Oyegbe is a team lead and senior engineering surveyor. Based in Aberdeen, she acts as the interface between Lloyd's Register Group and Lloyd's Register Foundation. She joined LR as a graduate in 2012.
Tell us more about your role at LR?
I am a team lead and senior engineering surveyor. What I do is called verification and we independently assess safety and environmentally critical elements for offshore assets, throughout the lifecycle, to make sure they are designed and operate to meet a certain standard and they protect the people, the environment and the offshore installations. I review documents and also get to do surveys offshore on the rigs working with our clients and the people on the ground to test the equipment and make sure it works as it should and it's safe. Most of my work is in the UK but I do verification for assets in West Africa and I also had the opportunity to go out to South Korea and work in a shipyard for a Floating Production Storage Offloading Unit and a fixed platform.
In the other part of my current role as a team lead, I manage a team of 5 surveyors, so I help them with their development and their roles as well as manage client projects and initiatives for our department to meet our business objectives. I am also currently seconded to the Lloyd’s Register Foundation where I help manage the interface between LR Group and LR Foundation; so we look for ways we can share more about the Foundation within the Group and the opportunities for how we can work together closer to achieve our missions of “working together for a safer world” and “engineering a safer world”. We like to call the relationship between the Group and the Foundation the 21st century model of doing social business.
Why did you join?
When I joined on the graduate scheme, the tag line for LR was ‘Life Matters’ which really resonated with me. I still remember doing my assessment day and speaking to the wide range of people in the Group to understand what they do. I ended up working with one of those people on one of my rotations, who became my mentor, and I am working for him again in my current role. The people really stood out to me. They were really positive and enthusiastic about the work they were doing and the graduate scheme seemed to offer a broad range of opportunities for development. There were so many different characters too - I remember coming out of that assessment centre and thinking there isn’t a typical ‘LR person’ because everyone is so different.
Why did you stay?
I am really proud to work here because the work I do in my day job contributes to the Foundation to fund these amazing grants in the world that create impact. I have seen this firsthand speaking to some of the grant holders at the Foundation conference and watching the presentations. The Foundation also sponsors PhD students who were talking about some of the work they were doing which I found fascinating. Another great project they have been involved with is the Science Firefly which had a mobile learning unit going to areas in Turkey teaching kids about STEM. It is amazing.

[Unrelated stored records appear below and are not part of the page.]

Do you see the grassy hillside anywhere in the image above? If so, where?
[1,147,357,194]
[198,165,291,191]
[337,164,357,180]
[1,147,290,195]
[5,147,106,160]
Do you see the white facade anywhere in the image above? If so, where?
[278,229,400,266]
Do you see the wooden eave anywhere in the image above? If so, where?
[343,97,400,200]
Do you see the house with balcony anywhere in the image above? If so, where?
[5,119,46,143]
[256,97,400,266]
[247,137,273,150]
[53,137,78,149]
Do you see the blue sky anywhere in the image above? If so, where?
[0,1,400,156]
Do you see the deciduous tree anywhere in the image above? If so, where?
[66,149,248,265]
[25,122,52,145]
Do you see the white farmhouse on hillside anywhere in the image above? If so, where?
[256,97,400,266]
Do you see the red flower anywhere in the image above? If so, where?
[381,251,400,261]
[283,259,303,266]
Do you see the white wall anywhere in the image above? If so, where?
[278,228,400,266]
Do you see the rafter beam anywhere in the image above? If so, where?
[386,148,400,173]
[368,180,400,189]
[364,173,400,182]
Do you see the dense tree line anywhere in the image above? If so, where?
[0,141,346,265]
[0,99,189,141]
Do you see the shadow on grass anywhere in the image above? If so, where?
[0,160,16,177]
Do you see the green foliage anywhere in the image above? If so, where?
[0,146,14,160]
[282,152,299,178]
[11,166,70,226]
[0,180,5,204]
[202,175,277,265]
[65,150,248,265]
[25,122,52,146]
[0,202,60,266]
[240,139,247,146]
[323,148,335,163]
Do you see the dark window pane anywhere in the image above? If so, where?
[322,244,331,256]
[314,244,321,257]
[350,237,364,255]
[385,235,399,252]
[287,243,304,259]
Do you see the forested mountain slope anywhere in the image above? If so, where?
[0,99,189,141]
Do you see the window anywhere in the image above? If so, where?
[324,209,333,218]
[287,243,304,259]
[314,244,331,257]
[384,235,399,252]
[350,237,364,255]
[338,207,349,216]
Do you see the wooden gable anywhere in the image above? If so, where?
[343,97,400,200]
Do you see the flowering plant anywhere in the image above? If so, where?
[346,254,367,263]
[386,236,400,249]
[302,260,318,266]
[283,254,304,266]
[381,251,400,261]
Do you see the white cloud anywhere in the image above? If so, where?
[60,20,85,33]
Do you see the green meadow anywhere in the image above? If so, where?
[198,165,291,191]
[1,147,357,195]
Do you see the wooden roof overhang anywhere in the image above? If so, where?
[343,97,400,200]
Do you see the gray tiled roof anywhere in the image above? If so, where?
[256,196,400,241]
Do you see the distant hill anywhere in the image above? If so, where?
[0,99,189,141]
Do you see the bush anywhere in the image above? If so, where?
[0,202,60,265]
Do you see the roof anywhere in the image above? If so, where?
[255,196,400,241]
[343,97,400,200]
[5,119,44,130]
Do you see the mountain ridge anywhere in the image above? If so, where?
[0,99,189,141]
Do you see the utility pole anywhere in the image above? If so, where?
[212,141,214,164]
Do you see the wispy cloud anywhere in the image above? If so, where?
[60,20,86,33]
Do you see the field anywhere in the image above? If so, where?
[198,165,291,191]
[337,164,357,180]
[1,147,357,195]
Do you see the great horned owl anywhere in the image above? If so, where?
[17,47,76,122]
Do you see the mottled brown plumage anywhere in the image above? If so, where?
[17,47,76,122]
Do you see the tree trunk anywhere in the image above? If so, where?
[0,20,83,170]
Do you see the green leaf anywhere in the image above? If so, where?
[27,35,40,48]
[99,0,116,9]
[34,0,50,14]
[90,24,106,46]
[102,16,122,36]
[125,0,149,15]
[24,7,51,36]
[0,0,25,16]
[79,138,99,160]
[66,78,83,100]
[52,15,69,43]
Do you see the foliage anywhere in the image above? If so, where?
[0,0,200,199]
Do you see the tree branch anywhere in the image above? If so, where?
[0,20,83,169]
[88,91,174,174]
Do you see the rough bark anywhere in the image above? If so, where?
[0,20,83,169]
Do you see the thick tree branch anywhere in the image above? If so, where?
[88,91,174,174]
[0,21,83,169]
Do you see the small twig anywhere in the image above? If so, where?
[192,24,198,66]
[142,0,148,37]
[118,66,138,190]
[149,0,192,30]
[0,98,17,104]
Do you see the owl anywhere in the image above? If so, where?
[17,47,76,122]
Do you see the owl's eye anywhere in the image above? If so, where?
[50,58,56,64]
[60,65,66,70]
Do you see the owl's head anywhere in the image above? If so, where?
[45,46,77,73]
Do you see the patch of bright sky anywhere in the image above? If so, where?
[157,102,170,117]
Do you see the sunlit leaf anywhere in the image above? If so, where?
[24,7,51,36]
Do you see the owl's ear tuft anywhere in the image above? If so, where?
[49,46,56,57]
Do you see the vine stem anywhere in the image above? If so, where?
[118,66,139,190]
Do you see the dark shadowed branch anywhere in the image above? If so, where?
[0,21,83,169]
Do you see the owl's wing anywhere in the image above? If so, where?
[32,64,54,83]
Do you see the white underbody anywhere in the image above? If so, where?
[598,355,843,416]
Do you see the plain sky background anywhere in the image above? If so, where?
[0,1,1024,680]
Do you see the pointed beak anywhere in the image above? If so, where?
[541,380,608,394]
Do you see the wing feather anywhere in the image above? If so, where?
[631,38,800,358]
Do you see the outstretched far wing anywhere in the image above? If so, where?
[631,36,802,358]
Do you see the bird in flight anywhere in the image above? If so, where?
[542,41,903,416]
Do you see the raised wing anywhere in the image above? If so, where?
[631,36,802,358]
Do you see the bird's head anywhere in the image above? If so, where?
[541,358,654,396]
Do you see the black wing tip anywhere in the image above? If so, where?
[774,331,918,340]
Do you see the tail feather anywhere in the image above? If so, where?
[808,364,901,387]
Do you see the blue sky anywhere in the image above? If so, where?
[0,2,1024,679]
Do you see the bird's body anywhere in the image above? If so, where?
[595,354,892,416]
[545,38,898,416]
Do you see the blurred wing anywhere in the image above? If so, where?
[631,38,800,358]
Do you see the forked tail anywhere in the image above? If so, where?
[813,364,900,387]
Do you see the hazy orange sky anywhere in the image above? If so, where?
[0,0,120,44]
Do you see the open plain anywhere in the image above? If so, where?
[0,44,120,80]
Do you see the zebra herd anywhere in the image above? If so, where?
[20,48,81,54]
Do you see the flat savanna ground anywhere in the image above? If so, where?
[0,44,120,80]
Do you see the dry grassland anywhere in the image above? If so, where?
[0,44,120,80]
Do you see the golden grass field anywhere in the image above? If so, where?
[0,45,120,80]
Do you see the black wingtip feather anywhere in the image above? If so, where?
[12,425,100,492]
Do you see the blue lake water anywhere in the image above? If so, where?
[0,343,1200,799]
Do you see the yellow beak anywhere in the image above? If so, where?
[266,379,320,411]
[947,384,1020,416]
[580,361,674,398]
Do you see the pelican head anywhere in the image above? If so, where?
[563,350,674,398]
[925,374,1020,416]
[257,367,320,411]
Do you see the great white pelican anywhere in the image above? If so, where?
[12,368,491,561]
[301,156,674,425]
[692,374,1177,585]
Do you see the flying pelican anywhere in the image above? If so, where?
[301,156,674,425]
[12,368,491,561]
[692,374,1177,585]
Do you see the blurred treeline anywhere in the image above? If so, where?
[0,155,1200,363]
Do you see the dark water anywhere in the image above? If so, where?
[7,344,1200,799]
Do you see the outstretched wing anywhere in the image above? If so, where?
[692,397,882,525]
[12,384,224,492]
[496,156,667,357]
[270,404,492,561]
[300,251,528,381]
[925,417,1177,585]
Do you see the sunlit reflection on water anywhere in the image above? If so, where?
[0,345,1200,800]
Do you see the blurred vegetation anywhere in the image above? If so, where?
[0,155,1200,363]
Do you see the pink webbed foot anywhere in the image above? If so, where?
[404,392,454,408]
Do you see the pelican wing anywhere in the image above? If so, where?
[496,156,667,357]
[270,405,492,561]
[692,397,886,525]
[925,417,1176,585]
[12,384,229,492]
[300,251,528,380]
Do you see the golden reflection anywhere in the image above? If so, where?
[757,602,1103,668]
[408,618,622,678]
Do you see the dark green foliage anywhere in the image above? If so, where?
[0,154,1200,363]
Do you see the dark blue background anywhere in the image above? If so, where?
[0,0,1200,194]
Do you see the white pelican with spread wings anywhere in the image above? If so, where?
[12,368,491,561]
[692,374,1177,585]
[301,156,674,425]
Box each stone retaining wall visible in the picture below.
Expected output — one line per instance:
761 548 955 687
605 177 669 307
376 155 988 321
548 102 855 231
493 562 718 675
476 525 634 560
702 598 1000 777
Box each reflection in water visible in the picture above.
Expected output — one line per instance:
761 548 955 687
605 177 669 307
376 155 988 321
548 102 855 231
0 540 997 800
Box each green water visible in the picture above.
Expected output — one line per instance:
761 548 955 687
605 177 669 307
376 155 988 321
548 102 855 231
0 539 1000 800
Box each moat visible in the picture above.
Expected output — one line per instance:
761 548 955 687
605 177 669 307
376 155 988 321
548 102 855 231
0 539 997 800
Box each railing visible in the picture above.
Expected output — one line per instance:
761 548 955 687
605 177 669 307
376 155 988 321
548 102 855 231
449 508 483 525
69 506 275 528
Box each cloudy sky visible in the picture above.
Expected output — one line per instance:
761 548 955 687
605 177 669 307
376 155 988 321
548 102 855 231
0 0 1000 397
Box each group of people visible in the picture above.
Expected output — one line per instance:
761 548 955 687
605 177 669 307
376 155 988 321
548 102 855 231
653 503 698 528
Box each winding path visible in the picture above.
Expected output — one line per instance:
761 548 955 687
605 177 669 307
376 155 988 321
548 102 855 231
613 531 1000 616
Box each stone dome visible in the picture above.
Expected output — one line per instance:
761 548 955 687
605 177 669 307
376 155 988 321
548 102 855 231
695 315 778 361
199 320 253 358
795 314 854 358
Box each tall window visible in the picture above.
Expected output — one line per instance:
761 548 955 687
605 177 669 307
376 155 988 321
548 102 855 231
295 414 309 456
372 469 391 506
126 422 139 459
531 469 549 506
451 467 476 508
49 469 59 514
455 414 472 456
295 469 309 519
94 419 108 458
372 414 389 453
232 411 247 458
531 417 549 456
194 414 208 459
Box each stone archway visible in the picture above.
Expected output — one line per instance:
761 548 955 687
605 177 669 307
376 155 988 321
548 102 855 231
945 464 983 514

The diverse career path, variety and experience I’ve had as well as opportunities to work around world and the chance to meet and work with some amazing people including world-class technical experts, are also reasons that I’ve stayed.
A big highlight for me has also been being able to get involved with the Foundation in this interface role. Not only has it broadened my knowledge of the Foundation, it also allows me to spread the message about what the Foundation does and why. The team are some of the nicest people you will ever meet and the work they do is amazing. One of the big grants is a poll in over 140 countries about risk – speaking to different people across the world to ask them what the risks are to them and what they understand by risk. It is trying to bridge the gap between what the public understand as risk and what the actual risk to them is. Another grant is looking at the safety and assurance of robotics and autonomous systems.
I also have the opportunity to get involved in a lot of STEM activity at LR, which I love doing. I love hearing these kids and students talk about their interests and what they want to do. I saw this really interesting quote the other day “people can’t become what they can’t see” – for me STEM activities can act to break down perceptions of what different roles are.
Describe a typical day at LR?
In the office, it would start with the usual email checking – you can sometimes get the panic of clients because you have recommendations that haven't been addressed and they are about to become overdue; it’s about fighting those fires and working with our clients. Then I usually get together with colleagues to find solutions for clients and review documents. If I am offshore, my day can start anytime between 5am and 7am and that normally kicks off with planning meetings – we get together at the start of the day and work out what everyone has got to do for the shift. It might be going up the crane going to test the emergency functions or shutting equipment down to test it. It is about getting in my coveralls, testing and seeing what I need to. I quite like being involved with the problem solving and when something goes wrong I like being part of the team working out what the solution could be to the problem and what information is needed to make an informed decision. I like it as it breaks things up and it is good to get a little panic (or challenge) in your day! (That's what I think anyway!).
What is your proudest moment at LR?
I have had many proud moments here so it is hard to choose one! I was specifically sought out to work for a client in Nigeria; getting to do the surveys and work with the client as well as getting good feedback from the client made me feel challenged and valued. Another proud moment was working on Clair Ridge; it was one of the first projects I worked on in LR from a design appraisal point of view. I also had the chance to go out to the yard and offshore and saw the installation start up installed and produced - seeing a drawing come to life as a vessel or offshore installation is great.
A big highlight for me has also been being able to get involved with the Foundation in this interface role. Not only has it broadened my knowledge of the Foundation, it also allows me to spread the message about what the Foundation does and why. The team are some of the nicest people you will ever meet and the work they do is amazing.